Potential Failure Point Identified in the Evaluation of Living Donors

Potential Failure Point Identified in the Evaluation of Living Donors

As the OPTN contractor, UNOS has received several reports in which living donor recovery hospitals inadvertently overlooked a critical OPTN policy element, which led to either a preventable disease transmission or a near-miss of a potential disease transmission.   
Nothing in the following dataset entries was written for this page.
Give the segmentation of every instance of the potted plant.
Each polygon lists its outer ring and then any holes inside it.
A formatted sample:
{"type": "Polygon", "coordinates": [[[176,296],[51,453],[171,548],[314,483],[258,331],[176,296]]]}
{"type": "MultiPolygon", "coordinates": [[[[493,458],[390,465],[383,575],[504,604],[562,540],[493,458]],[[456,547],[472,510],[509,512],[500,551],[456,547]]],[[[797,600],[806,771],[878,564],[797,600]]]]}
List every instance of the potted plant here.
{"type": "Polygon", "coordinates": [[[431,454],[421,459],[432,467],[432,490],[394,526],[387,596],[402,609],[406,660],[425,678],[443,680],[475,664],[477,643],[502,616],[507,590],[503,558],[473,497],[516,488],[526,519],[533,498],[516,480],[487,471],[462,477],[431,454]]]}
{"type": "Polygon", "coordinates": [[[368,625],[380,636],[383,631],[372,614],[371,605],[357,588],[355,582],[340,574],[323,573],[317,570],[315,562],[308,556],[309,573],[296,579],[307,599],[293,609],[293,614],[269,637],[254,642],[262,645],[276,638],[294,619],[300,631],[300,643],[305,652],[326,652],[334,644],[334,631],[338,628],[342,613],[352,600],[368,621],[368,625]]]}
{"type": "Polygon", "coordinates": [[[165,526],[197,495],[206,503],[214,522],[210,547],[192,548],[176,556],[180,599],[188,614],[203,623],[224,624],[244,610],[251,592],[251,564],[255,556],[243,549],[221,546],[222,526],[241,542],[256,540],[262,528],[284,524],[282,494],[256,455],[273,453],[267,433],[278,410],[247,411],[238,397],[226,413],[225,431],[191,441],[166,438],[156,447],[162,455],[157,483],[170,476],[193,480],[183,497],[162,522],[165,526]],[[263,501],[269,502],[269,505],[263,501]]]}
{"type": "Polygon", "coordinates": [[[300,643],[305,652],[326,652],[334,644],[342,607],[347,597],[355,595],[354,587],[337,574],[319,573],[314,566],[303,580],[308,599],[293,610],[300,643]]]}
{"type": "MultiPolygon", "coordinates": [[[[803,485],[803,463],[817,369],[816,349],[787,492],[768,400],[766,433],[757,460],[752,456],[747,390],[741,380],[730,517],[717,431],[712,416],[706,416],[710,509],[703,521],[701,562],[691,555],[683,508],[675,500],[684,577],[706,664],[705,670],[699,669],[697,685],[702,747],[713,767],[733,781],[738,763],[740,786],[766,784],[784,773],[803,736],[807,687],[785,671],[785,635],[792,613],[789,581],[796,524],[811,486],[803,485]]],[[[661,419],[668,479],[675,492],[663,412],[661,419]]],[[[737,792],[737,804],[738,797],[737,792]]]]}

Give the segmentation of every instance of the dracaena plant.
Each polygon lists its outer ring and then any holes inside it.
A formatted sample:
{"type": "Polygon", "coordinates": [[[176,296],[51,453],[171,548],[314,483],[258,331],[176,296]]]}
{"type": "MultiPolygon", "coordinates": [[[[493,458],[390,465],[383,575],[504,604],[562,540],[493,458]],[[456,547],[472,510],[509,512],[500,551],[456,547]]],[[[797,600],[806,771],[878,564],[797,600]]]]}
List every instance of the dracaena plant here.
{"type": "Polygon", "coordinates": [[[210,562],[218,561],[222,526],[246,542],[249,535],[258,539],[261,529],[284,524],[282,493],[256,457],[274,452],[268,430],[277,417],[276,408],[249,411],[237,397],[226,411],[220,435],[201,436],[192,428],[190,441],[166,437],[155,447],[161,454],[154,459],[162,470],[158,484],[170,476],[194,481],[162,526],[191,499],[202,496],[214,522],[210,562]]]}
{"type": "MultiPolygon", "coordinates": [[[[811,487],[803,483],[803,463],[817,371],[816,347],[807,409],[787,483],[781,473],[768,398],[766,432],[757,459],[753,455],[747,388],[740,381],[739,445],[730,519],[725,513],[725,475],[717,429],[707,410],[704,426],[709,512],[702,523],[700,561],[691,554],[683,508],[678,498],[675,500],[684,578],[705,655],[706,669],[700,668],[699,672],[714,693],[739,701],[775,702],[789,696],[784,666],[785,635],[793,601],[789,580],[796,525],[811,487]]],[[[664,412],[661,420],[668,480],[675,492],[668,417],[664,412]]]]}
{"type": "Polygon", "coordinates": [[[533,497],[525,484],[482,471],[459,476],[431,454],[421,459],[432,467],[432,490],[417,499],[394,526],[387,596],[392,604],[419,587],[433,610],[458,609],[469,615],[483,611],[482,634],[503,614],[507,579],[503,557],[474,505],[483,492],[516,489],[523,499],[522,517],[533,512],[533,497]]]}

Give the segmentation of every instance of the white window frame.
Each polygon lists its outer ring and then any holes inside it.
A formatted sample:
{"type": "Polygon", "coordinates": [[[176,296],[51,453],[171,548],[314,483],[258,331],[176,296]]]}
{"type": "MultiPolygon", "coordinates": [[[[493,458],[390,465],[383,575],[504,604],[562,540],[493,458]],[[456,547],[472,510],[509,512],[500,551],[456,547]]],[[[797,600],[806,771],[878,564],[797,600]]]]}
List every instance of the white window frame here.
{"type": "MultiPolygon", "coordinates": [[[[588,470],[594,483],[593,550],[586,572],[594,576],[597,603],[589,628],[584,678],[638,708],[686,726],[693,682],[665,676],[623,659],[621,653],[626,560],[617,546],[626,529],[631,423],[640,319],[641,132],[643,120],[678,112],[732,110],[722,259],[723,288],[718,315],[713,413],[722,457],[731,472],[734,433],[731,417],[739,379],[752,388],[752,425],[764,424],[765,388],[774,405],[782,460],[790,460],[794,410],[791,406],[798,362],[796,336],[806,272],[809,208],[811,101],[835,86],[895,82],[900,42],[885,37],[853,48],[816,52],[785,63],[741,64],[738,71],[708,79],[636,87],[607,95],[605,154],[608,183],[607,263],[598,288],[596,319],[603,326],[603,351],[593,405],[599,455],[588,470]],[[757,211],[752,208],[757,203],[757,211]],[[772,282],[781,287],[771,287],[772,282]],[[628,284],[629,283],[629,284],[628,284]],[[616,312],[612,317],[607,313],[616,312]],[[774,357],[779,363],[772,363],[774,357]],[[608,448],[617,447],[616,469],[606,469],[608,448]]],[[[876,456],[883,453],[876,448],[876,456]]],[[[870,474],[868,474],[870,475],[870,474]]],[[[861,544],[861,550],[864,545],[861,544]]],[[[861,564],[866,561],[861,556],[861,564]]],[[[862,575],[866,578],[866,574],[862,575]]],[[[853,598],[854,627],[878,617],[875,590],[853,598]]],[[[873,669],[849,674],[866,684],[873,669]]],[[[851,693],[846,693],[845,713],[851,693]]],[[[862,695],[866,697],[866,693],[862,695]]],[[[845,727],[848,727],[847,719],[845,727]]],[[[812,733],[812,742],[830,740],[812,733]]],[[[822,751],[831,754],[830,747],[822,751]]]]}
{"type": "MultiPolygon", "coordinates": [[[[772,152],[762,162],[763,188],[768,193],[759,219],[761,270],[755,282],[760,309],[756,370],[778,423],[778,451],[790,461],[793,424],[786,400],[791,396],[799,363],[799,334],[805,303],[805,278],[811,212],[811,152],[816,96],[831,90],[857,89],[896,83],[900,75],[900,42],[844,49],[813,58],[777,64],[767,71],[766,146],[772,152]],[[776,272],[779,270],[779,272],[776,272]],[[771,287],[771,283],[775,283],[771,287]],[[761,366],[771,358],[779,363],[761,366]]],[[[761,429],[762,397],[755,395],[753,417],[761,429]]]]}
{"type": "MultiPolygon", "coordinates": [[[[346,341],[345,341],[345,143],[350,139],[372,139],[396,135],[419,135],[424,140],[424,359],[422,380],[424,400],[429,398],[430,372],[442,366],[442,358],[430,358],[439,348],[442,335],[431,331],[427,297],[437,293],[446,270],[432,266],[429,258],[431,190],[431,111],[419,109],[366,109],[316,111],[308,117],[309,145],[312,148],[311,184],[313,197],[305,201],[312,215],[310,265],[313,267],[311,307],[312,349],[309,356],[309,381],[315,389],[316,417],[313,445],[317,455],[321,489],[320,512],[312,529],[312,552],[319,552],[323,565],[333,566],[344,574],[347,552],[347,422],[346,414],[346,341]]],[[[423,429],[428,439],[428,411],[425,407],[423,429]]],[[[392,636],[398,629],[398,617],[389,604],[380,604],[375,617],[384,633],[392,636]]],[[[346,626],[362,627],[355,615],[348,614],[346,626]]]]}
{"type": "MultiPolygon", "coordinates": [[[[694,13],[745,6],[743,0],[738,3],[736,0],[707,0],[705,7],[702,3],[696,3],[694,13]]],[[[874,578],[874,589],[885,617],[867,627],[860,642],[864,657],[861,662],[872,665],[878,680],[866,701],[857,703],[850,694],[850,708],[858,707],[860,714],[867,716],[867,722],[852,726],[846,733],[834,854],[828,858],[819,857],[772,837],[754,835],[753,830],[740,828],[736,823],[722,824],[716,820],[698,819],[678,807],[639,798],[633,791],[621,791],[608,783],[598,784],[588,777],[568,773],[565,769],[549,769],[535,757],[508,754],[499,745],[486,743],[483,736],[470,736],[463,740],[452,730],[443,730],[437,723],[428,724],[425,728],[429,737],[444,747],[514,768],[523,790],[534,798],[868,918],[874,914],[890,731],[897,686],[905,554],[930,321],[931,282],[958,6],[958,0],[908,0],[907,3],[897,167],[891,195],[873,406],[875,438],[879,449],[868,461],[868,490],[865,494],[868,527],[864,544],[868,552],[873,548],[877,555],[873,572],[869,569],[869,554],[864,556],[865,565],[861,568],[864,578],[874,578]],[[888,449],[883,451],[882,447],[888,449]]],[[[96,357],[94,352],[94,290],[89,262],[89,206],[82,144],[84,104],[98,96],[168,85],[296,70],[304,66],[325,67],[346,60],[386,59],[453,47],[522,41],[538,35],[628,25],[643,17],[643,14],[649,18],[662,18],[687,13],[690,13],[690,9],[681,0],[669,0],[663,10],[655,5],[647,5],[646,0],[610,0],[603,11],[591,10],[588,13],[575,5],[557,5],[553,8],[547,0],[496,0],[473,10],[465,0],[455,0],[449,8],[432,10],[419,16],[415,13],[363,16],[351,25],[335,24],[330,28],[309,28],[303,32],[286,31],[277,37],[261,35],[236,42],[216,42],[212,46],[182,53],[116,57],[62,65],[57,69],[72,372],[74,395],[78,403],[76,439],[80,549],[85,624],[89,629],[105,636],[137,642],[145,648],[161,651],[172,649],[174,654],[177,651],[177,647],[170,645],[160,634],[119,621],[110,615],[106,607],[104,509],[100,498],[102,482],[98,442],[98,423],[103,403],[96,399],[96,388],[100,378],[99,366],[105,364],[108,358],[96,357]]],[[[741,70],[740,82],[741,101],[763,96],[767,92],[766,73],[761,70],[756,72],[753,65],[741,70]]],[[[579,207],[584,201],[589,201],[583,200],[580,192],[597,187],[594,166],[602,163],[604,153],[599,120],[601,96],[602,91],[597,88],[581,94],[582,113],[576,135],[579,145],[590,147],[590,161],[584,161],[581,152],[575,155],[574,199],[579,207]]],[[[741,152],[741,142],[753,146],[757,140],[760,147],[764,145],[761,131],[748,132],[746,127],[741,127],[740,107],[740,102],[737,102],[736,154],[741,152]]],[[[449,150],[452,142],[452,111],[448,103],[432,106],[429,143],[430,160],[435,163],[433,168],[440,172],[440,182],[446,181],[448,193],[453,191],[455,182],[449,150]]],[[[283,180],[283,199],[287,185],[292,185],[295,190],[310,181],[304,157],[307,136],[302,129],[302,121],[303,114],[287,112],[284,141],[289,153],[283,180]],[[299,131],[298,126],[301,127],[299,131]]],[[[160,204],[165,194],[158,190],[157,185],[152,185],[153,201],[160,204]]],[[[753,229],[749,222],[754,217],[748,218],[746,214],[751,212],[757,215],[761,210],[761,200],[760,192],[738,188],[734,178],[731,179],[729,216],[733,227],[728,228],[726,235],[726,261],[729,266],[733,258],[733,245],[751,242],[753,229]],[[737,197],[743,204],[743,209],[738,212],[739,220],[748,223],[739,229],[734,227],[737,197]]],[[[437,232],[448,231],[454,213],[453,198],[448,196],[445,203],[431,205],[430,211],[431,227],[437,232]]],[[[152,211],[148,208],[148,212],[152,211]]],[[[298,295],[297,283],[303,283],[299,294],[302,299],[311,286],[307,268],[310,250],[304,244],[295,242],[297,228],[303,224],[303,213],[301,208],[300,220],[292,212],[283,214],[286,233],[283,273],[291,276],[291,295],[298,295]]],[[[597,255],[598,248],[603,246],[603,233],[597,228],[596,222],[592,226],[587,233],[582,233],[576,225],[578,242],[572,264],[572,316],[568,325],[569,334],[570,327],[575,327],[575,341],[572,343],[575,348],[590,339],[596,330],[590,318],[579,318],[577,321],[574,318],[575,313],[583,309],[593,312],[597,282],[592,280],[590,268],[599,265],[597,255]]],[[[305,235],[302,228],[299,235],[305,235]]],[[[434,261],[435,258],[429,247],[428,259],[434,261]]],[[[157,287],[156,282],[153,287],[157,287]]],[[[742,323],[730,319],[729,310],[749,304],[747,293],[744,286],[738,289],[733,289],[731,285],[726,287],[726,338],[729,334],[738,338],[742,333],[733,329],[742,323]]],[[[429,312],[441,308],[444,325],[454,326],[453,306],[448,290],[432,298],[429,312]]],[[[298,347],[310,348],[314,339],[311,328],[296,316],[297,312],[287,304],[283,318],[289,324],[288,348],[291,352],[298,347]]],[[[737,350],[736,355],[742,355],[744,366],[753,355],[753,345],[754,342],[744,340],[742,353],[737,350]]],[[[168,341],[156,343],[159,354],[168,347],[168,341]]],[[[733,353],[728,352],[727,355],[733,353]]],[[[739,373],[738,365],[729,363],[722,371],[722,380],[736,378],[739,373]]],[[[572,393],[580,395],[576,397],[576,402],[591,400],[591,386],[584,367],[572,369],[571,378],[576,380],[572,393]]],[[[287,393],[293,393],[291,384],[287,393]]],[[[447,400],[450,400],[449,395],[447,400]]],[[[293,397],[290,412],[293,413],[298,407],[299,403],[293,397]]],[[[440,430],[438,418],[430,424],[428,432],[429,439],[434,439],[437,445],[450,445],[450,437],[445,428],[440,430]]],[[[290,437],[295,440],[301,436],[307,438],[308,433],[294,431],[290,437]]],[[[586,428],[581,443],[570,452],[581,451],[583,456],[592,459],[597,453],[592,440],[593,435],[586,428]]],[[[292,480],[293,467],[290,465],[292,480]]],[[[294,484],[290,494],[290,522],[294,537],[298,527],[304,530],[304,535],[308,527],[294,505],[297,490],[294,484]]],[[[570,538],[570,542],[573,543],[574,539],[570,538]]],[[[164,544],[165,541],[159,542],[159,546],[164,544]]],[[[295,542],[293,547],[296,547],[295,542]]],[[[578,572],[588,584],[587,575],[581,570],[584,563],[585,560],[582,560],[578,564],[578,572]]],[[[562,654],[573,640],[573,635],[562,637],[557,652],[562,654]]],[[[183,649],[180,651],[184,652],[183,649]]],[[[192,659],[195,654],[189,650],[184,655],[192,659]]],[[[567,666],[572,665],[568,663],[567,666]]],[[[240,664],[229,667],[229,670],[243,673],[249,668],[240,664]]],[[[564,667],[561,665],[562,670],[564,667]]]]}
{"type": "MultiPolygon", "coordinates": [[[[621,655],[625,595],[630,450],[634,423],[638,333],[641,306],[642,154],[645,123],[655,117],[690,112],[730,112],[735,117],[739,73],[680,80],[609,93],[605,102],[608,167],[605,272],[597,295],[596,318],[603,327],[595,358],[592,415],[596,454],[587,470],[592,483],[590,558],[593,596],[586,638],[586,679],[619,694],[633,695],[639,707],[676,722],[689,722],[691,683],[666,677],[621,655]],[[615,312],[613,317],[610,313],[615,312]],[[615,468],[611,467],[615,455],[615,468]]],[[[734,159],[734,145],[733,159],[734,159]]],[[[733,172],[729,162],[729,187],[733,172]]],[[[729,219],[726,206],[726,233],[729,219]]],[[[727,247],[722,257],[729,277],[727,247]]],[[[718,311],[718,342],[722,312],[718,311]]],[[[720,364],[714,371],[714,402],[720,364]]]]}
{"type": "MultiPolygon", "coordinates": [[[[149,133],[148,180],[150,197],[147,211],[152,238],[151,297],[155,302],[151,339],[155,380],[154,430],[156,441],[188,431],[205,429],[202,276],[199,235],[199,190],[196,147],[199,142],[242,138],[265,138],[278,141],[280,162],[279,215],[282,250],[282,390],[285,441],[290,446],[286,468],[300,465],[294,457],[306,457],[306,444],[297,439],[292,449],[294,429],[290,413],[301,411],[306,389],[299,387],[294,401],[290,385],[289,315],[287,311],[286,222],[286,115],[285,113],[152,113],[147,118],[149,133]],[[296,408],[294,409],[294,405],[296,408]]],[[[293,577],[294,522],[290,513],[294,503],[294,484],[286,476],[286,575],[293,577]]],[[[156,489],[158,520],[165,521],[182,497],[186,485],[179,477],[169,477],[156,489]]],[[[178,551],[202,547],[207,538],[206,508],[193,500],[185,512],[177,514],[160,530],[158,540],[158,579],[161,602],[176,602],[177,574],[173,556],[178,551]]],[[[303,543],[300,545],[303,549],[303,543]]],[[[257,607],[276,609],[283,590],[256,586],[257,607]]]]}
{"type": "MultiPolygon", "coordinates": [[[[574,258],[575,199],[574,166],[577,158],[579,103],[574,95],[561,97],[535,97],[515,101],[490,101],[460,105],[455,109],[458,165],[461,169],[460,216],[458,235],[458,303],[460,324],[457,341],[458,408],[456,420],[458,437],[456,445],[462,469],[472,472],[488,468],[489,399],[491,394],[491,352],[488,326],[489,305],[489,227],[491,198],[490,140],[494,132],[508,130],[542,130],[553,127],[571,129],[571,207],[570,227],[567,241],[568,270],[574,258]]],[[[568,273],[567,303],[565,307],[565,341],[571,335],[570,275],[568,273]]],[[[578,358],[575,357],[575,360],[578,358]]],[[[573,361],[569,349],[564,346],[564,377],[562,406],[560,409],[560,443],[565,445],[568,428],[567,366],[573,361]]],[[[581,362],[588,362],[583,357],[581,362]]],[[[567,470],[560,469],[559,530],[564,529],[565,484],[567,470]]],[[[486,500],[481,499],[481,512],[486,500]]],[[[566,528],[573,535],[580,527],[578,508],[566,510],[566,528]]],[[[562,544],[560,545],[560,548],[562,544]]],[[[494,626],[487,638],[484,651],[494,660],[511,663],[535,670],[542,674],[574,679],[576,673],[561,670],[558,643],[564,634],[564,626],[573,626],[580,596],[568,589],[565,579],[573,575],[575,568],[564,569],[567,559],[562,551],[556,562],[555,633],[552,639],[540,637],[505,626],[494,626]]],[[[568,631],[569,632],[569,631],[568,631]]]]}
During the medical evaluation of living donors, the potential exists for a program to overlook a required screening test, evaluation requirement, or exclusionary criterion leading to significant and potentially harmful consequences for both the donor and the recipient.   Currently, OPTN living donor policy indicates exactly what elements need to be assessed, but does not specify how those elements are reviewed or how a program would determine a final approval for donation. 

To minimize human error and the potential for patient harm, living donor recovery hospitals should establish safeguards to ensure that living donor evaluations and the decisions for final selection are thorough, complete, fully documented, and meet the current OPTN requirements. 

Current OPTN Policy Requirements

OPTN Policy 14.4. Medical Evaluation Requirements for Living Donors specifies that the following need to be addressed prior to donation:

 14.4.A: Living Donor Blood Type Determination—The recovery hospital must ensure that blood typing of each living donor is performed on two separate occasions before the recovery.  Two separate occasions are defined as two blood samples taken at different times, and sent to the same or different laboratories. 

14.4.B: Living Kidney Donor Medical Evaluation Requirements—A medical evaluation of the potential living kidney donor must be performed  by the recovery hospital and by a physician or surgeon experienced in living donation.  The goals of the medical evaluation are all of the following:

  1. To assess the immunologic compatibility of the living donor to the recipient
  2. To assess the general health and surgical risk of donation to the living donor, including screening for conditions that may predict future complications from having only one kidney
  3. To determine if there are diseases present that may be transmitted from the living donor to the recipient
  4. To assess the anatomy and function of the living donor’s kidneys.

You must maintain documentation of the medical evaluation in the donor medical record. 

2013 PHS Guideline for Reducing HIV, HBV, and HCV through Organ Transplantation Recommendation

The 2013 PHS Guideline for Reducing HIV, HBV, and HCV Transmission Through Organ Transplantation recommends that “all living donors  should be tested for HIV, HBV, and HCV as close as possible to the date of the donor operation, but at least within the 28-day time period prior to surgery.”

While current OPTN living donor policies identify the required donor testing, evaluation, and exclusionary criteria to be assessed before donation, policy does not dictate how close to donation those tests need to occur or how a final review and approval is determined.   As a result, living donor recovery hospitals across the country have devised different processes used to evaluate the suitability of a living donor.    

Suggested Safeguards for Final Donation Approval

Living donor recovery hospitals must make certain that a final review of all critical donor acceptance elements has occurred prior to surgery.  The following items are examples of practices that, while not required, may assist living donor recovery hospitals in ensuring that the evaluation of each donor is thorough, consistent, and documented appropriately:

1. Create a final living donor evaluation checklist of all required elements and exclusionary criteria that must be completed prior to surgery.

2. Develop a selection committee procedure for the evaluation of all potential living donors. 

    • Specify which staff are required to determine a denial or final approval of a donor’s suitability.
    • Identify a point-person to ensure that all of the critical data elements have been addressed prior to proceeding to the operating room. 
    • Document donor selection and approval of meeting minutes thoroughly in the medical records.  
    • Include a plan to re-evaluate and address any follow-up items identified throughout a donor’s evaluation prior to surgery.

3. Because the evaluation of a living donor often occurs over several months, consider implementing a “final” review of all donor/recipient information close to the scheduled donation date. 

4. If a required evaluation test is performed, the results of that test should be reviewed and accounted for by the program prior to surgery.    

5. Along with the ABO verification, living donor recovery hospitals can add serologies and any other critical data elements to the hard-stop verification that occurs on the day of surgery. 

6. Hospitals can also implement a double-verification process when entering critical lab values into UNetSM or during a review of uploaded labs.

7. Documentation, documentation, documentation.  Living donor recovery hospitals should establish a process in which the decisions and rationale for donor selection and approval are clearly and thoroughly documented in the donor’s medical record.